RASON is overexpressed in NSCLC with KRAS mutation and correlates with poor patient prognosis. Genetic knockout of RASON significantly reduced lung tumor burden in LSL-KRAS; Trp53 mice. In KRAS-mutant lung cancer cell lines, RASON overexpression enhanced, while CRISPR-mediated knockout suppressed, both in vitro proliferation and in vivo tumor growth. Mechanistically, RASON directly binds KRAS, stabilizes it in the GTP-bound hyperactive state and promotes downstream signaling. RASON knockout significantly reduced CD47 expression, enhancing macrophage-mediated phagocytosis and anti-tumor immunity. Therapeutically, antisense oligonucleotides targeting RASON not only exhibited tumor-suppressive effects, but also synergized with the KRAS inhibitor AMG-510 to significantly enhance anti-tumor efficacy.
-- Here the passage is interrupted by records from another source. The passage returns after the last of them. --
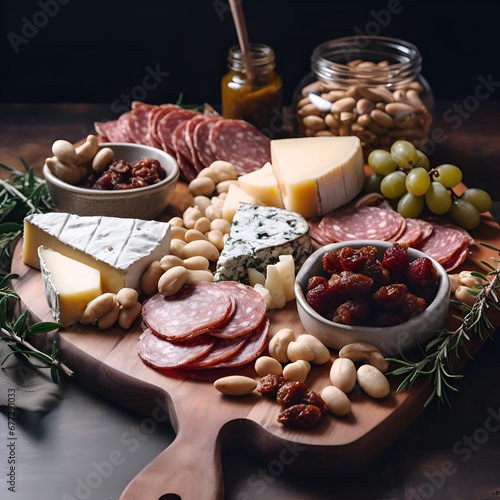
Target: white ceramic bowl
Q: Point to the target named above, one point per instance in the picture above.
(417, 330)
(139, 203)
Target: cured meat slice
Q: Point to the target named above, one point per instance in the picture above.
(222, 349)
(191, 311)
(139, 124)
(250, 309)
(457, 258)
(201, 141)
(155, 116)
(169, 123)
(426, 230)
(411, 234)
(252, 349)
(161, 353)
(365, 223)
(189, 139)
(178, 139)
(444, 241)
(240, 143)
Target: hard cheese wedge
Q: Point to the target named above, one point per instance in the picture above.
(316, 175)
(262, 185)
(121, 249)
(259, 235)
(69, 285)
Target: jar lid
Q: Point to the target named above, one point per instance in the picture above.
(330, 60)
This study reveals RASON as a key oncogenic regulator of KRAS signaling, driving lung tumorigenesis and progression, and identifies RASON as a promising therapeutic target for KRAS mutant non-small cell lung cancer.
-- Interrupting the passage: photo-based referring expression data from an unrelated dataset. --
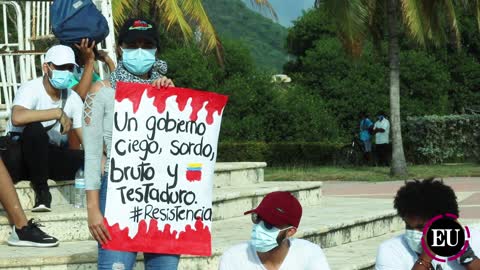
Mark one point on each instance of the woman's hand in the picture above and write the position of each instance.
(163, 82)
(97, 227)
(88, 56)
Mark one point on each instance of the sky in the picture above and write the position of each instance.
(288, 10)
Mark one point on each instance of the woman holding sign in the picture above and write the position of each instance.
(137, 43)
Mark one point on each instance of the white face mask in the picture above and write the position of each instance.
(414, 240)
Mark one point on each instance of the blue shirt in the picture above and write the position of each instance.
(365, 124)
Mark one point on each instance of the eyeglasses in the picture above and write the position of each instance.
(256, 219)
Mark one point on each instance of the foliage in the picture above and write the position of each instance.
(279, 153)
(190, 68)
(371, 174)
(187, 17)
(424, 83)
(436, 139)
(264, 38)
(258, 110)
(432, 82)
(307, 29)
KRAS是人类癌症中最常发生突变的致癌基因,在12% - 13%的非小细胞肺癌(NSCLC)病例中,KRAS是一种常见的驱动突变。尽管在KRAS抑制剂如索托拉西布(AMG - 510)和阿达格拉西布(MRTX - 849)方面取得了突破,但临床耐药性仍然是一个具有挑战性的问题,这凸显了深入了解NSCLC中KRAS驱动的致癌信号传导分子机制的必要性。此前,我们在胰腺癌中鉴定出RASON是KRAS信号传导的一种新型调节因子。在此,我们旨在探讨RASON在KRAS驱动的NSCLC中的作用及其治疗潜力。
对NSCLC患者队列进行免疫组织化学分析,以证明RASON表达与NSCLC进展之间的相关性。进行免疫印迹以评估RASON对KRAS下游信号传导的影响。进行包括细胞增殖、球体形成、肿瘤植入和基因小鼠模型在内的体外和体内实验,以确定RASON的致癌作用。利用RNA测序分析来鉴定由RASON调节的关键信号通路。使用免疫荧光、免疫沉淀、核磁共振和生化分析来验证KRAS与RASON之间的相互作用。进行吞噬作用分析和流式细胞术以探讨RASON对肿瘤免疫微环境的影响。在皮下异种移植模型中进行药理抑制,以确定RASON的治疗潜力。
RASON在具有KRAS突变的NSCLC中过表达,并且与患者预后不良相关。RASON基因敲除显著降低了LSL - KRAS;Trp53小鼠的肺肿瘤负荷。在KRAS突变的肺癌细胞系中,RASON过表达增强了体外增殖和体内肿瘤生长,而CRISPR介导的敲除则抑制了这些过程。从机制上讲,RASON直接结合KRAS,将其稳定在GTP结合的高活性状态并促进下游信号传导。RASON敲除显著降低了CD47表达,增强了巨噬细胞介导的吞噬作用和抗肿瘤免疫力。在治疗方面,靶向RASON的反义寡核苷酸不仅表现出肿瘤抑制作用,还与KRAS抑制剂AMG - 510协同作用,显著增强了抗肿瘤疗效。
本研究揭示RASON是KRAS信号传导的关键致癌调节因子,驱动肺肿瘤发生和进展,并确定RASON是KRAS突变型非小细胞肺癌的一个有前景的治疗靶点。